On February 22nd Michael Wright presented in the Press the latest numbers relating to how Christchurch inches towards recovery. The figures refer to the number of damaged properties: of 84,500 properties with damage up to 100,000 NZ$, 32,000 have been repaired. Of the 18,500 properties with $100,000 plus needing to be repaired or rebuilt, 3,600 have been fixed or cash-settled and another 2,200 are in the pipeline. Four hundred new homes have been built by insurers. Another 650 due in the next six months. There are 7859 properties red-zoned. Most have been settled with the Crown but just 1427 have been demolished. Insurance Watch says IAG told customers in May that within six months they would be completing 85 rebuilds per month. But last month, four rebuilds were done. David Stringer of Insurance Watchdog said there has been some improvement, with IAG claiming that since the release of last month’s information, the overall number of rebuilds completed this year has risen from 49 to 102.
How about changing the number of damaged properties into the number of affected occupants. In doing so I came up with some staggering results. From the given statistics in that article, I calculated that as a result of the earthquakes a current total of 110,859 properties have been damaged to the extent that they either need repairing or rebuilding. Statistically it is probably an underestimate to say that on average there are 2 occupants to every property. This would account for 221,718 people directly affected by the damage to their property. That number would mean that originally about half of the population of Christchurch was directly affected by damage to their living conditions. However considering the size of Christchurch properties it is probably fair to say that each property on average would have 3 occupants. This raises the number of directly affected people to 332,577 people, which is about 73% of the population of the estimated original 450,000 inhabitants of the city.

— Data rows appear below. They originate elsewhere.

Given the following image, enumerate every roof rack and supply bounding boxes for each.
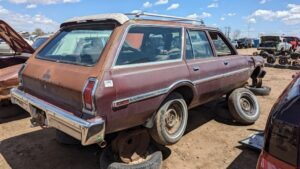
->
[125,12,204,25]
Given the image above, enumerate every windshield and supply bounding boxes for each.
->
[37,25,113,66]
[32,37,48,49]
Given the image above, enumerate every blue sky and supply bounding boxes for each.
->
[0,0,300,38]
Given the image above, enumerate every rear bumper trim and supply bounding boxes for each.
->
[10,88,105,146]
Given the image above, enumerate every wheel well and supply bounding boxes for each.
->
[251,66,261,79]
[172,86,194,106]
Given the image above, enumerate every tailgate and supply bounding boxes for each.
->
[22,60,100,115]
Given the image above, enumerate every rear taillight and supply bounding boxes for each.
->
[82,78,98,115]
[257,154,267,169]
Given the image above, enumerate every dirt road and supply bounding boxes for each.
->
[0,49,298,169]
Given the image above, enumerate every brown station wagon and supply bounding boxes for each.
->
[11,12,266,167]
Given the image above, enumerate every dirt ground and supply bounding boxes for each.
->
[0,48,298,169]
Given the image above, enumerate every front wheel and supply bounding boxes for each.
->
[149,93,188,145]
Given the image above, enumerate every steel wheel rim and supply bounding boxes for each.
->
[164,101,183,136]
[239,94,256,116]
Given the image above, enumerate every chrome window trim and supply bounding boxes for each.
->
[112,24,185,69]
[82,77,99,115]
[112,68,251,108]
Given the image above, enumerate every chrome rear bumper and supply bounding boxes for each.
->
[10,88,105,146]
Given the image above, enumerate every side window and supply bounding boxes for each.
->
[185,31,194,60]
[209,32,234,56]
[186,30,213,59]
[115,26,182,66]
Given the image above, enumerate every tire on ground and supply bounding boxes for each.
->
[149,92,188,145]
[266,55,276,64]
[100,146,162,169]
[246,86,271,96]
[55,129,80,145]
[228,88,261,125]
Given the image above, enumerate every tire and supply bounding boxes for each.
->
[149,92,188,145]
[55,129,80,145]
[259,51,269,58]
[291,52,300,60]
[266,55,276,64]
[228,88,260,125]
[278,56,289,65]
[246,86,271,96]
[100,146,162,169]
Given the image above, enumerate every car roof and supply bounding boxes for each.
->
[61,13,219,31]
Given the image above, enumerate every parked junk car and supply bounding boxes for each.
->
[284,36,300,51]
[231,40,238,48]
[237,38,254,49]
[0,20,35,102]
[32,35,52,50]
[258,36,292,53]
[257,73,300,169]
[10,12,266,168]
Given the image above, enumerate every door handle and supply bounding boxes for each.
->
[193,66,200,71]
[224,61,229,66]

When we apply these outcomes to the total number of repairs/rebuilds listed and subtract the number of repairs/rebuilds completed in the two and a half years after the first September 4th 2010 earthquake – we still have 52,500 repairs “under the cap” and 12,700 repairs “over the cap” to go. This adds up to a total of 65,200 damaged properties still waiting to be repaired or to be rebuilt. Again, if we take 2 occupants on average, we have 130,400 people waiting for their repairs/rebuild to begin. If we take 3 occupants on average the figure goes up to 195,600 affected people, or 43% of the city’s original population. Of course if the total population has shrunk, these numbers/percentages will go up. To avoid being accused of ‘milking’ the statistics I have left the 7,859 properties in the red-zoned areas out of the equation. If added it would raise the numbers and the percentages.
Looking ahead. If 32,000 (38%) of the 84,500 damaged properties “under the cap” have been repaired in a period of two and a half years, the remaining 52,500 damaged properties will probably take at least another 3 to possibly 4 years before all these properties are repaired (thinking optimistically). That is more than 6 years after the first event! For many that is a wait too long. Looking at the damaged properties over the cap, only 35% of the properties (5,800) have either been repaired, cash-settled or are “in the pipeline”. With two thirds still to go, my estimate is that it will take the private insurers 5 to 6 years (very conservatively) to have all these “over the cap” properties repaired/rebuilt/cash-settled. Why 5 to 6 years? Because, given the nature of the repairs/rebuilds “over the cap”, these properties will pose considerably more difficulties for the insurers. Think of the redesigning work, of the rising building costs, of the complicated consent procedures meeting the present building codes, etc. That is not 2015 as promised by the insurers some months ago, but some 8 years after the first event, 2018 or even 2019. For the insurer the only way to shorten the recovery period (for themselves and their insured) is to cash-settle. However this would leave property owners hundreds of thousands of dollars out of pocket. I presume many property owners would rather take the insurer to court. This route will also extend the recovery period.
Turning the numbers of effected properties into the numbers of affected people immediately shows how big the problem really is. It reveals why so many in the Christchurch area are still struggling. Why? We are inching towards recovery! Yes: ‘inching’ and this implies that for many there is still a long wait ahead; for the vulnerable, the desperate and the cash-poor probably a wait too long. Would somebody please prove me wrong.